The novel is written in small chapters (one page or less), each narrated by a different key character. It is Velvet’s story, but with these brief, sharp looks into the minds of the grownups around her Gaitskill discards the childish illusion of adults being in control. The lack of control felt by the adults in The Mare manifests itself in how they view Velvet. Her mother, who speaks no English, seems to hate her daughter as much as she loves her and Ginger is a wife who bears the slights of being second and never a mother herself. Only Paul, who has his own control issues when it comes to fidelity, seems to see the picture clearly:
This girl had need, big need. I could feel it under her uncertainty and diffidence. And here was Ginger with her need, looking at Velvet with shining eyes, calling her “princess,” and tucking her in at night. It seemed an unstable mix of things, combustible, a promise that could not be kept.
This, coupled with the incongruity of Velvet’s turbulent life at home versus her life upstate, is enough to make The Mare compelling but Gaitskill goes beyond that, using prose that shifts and changes with each of the characters. She spans all the linguistic tics of the artsy Ginger, angry Sylvia and conflicted Velvet. These twists of language serve to reinforce the inconsistency of Velvet’s life. Her love for this horse and her determination to succeed at riding are in wild contrast to her combative and insolent nature at school. She is abused, she is the abuser, she is unreliable, she is determined.

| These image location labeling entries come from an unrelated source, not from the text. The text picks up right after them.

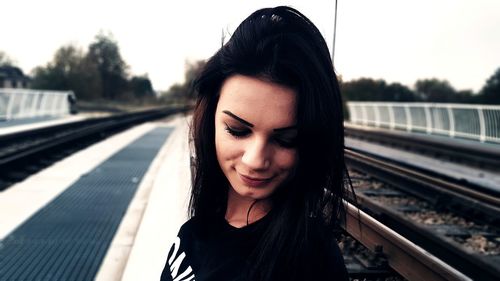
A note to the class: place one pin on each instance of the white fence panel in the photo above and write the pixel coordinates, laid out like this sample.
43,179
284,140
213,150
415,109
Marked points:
477,122
25,103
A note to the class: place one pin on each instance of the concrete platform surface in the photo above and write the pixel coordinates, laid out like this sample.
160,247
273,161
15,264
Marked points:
139,248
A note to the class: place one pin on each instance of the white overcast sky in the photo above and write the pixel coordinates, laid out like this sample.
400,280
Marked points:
395,40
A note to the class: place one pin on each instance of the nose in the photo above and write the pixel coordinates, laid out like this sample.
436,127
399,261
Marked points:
256,155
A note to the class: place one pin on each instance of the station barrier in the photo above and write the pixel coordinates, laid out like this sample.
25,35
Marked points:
476,122
25,103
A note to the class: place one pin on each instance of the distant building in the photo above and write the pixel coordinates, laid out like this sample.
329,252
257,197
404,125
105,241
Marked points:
13,77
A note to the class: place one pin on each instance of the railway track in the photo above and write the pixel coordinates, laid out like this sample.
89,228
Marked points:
441,216
24,153
408,259
478,155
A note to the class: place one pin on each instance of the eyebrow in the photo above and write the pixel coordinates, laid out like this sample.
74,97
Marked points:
248,124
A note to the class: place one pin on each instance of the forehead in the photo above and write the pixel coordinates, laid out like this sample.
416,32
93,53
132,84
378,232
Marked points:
258,101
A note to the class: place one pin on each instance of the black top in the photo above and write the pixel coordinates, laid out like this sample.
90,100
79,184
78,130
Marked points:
223,254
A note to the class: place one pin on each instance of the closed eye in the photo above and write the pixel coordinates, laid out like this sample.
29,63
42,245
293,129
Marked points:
286,143
238,133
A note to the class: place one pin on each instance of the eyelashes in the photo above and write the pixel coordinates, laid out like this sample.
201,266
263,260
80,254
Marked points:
241,133
237,133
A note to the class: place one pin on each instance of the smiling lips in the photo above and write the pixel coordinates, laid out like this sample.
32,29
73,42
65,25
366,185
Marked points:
255,182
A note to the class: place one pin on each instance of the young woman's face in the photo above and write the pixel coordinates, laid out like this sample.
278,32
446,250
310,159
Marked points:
255,135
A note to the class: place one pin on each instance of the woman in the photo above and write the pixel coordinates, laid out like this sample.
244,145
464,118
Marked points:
269,168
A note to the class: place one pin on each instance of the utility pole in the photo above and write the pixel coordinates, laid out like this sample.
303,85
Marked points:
334,32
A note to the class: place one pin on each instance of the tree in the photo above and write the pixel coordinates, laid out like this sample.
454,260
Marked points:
434,90
185,92
490,93
69,70
105,54
364,89
399,93
141,87
5,60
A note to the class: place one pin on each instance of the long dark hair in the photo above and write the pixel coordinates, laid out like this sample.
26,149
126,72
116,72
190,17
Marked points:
283,46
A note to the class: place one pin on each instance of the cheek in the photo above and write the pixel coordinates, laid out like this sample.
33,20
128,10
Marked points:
287,160
225,147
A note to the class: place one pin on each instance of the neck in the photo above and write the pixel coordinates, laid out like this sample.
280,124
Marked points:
242,211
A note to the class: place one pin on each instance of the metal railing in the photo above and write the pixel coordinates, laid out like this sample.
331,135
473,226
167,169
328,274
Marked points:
24,103
477,122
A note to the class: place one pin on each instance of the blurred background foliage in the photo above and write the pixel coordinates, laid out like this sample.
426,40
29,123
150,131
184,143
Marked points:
101,74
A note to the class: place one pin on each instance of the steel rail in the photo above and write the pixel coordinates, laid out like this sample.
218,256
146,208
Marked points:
401,176
408,259
471,264
479,153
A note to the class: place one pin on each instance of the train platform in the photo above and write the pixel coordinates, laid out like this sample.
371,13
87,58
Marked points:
27,124
108,212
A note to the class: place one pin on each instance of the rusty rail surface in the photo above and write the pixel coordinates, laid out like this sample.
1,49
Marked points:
408,259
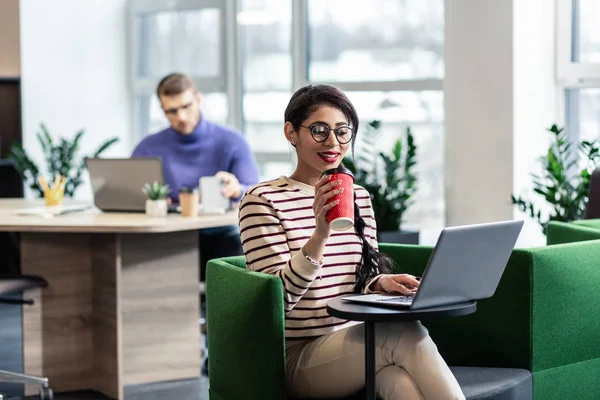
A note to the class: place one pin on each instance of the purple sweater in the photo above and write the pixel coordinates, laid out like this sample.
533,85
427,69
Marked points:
210,148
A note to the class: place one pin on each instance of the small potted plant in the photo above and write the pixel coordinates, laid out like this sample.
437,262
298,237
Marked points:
564,181
391,180
156,204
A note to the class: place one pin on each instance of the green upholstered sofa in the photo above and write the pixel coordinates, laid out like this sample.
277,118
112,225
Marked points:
577,231
544,317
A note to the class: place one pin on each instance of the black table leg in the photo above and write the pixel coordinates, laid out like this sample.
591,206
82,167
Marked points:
370,360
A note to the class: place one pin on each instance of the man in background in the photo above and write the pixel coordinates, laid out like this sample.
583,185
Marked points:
193,147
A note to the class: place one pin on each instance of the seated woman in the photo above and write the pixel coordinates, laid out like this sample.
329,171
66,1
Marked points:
285,233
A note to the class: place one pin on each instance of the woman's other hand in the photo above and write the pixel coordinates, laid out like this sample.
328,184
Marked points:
397,283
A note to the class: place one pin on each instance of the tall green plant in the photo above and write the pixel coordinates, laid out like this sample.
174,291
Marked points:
565,181
61,158
389,178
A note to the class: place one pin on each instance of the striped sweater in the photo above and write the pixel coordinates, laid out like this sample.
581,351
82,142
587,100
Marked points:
276,219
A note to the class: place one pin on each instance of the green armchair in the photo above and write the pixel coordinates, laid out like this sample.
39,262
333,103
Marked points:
544,317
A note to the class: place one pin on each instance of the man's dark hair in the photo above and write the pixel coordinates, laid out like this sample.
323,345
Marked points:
174,84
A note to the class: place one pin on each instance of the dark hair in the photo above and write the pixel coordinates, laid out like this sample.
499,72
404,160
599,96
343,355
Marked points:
303,103
174,84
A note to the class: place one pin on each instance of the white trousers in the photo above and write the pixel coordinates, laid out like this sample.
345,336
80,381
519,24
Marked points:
407,363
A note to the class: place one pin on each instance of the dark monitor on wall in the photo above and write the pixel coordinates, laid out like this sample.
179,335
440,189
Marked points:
11,184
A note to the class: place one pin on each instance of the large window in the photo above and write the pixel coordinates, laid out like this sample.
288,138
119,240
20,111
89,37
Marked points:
387,55
249,56
578,66
265,30
177,35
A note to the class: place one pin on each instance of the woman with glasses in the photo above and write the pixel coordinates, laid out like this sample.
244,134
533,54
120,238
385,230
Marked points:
285,233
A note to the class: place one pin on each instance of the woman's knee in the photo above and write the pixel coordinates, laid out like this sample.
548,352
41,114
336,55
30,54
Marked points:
394,383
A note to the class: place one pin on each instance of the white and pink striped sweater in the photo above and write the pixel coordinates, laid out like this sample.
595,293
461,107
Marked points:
276,219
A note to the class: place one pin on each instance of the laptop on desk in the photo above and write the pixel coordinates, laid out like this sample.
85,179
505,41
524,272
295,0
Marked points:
466,264
117,182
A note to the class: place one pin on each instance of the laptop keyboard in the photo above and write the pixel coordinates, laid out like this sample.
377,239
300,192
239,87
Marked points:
398,299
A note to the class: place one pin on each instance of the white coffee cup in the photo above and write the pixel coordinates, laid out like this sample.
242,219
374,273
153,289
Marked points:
211,197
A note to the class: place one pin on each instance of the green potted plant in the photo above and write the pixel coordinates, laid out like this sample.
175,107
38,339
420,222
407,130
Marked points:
156,204
390,179
564,182
61,158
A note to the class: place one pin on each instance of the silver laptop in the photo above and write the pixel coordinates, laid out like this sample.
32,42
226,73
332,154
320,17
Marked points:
117,182
466,264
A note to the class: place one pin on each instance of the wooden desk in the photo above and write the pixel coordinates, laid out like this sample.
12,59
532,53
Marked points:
122,305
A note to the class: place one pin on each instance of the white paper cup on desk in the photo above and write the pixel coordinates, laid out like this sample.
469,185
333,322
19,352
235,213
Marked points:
211,198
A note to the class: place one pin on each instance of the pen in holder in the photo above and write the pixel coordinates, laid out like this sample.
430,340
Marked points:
55,193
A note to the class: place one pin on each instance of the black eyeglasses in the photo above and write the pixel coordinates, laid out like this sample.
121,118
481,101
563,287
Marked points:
320,133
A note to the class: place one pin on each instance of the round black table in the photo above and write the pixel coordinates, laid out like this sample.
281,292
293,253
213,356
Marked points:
371,314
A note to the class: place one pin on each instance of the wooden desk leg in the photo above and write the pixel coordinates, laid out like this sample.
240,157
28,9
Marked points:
120,309
370,360
160,306
58,330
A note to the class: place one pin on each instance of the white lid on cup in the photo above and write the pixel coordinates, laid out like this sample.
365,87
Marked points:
341,224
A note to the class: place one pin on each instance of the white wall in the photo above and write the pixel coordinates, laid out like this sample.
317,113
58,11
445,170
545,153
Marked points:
500,95
535,99
478,110
74,74
10,65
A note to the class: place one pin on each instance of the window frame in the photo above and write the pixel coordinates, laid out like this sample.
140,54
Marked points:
569,74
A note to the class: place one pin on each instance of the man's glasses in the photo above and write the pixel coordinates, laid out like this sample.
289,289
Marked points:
320,133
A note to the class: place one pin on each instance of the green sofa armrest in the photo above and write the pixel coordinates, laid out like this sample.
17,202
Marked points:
245,332
565,321
544,317
561,232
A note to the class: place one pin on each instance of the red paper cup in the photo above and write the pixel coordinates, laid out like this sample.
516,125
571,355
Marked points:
341,217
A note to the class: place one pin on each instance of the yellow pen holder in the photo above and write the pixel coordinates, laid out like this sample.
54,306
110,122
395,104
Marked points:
54,197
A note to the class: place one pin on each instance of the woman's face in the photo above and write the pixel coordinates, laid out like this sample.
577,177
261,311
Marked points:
315,157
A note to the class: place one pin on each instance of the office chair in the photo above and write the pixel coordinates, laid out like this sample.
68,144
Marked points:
10,285
592,209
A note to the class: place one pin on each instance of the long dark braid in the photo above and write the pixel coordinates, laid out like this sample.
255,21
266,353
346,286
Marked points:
373,262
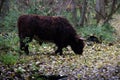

I didn’t find mention of it anywhere but I couldn’t help but be struck by another young girl/horse story: National Velvet. The girl in that movie is also named Velvet and trains a damaged horse for competition. The novel’s Velvet might be seen as the antithesis of Elizabeth Taylor’s bonny beauty, but in some ways The Mare still feels like a modern take on a sugary old story with a Disney ending. The good news is that in cutting the sugar Gaitskill releases the richer flavor of her characters and gives readers a full meal of a novel with depth and bite.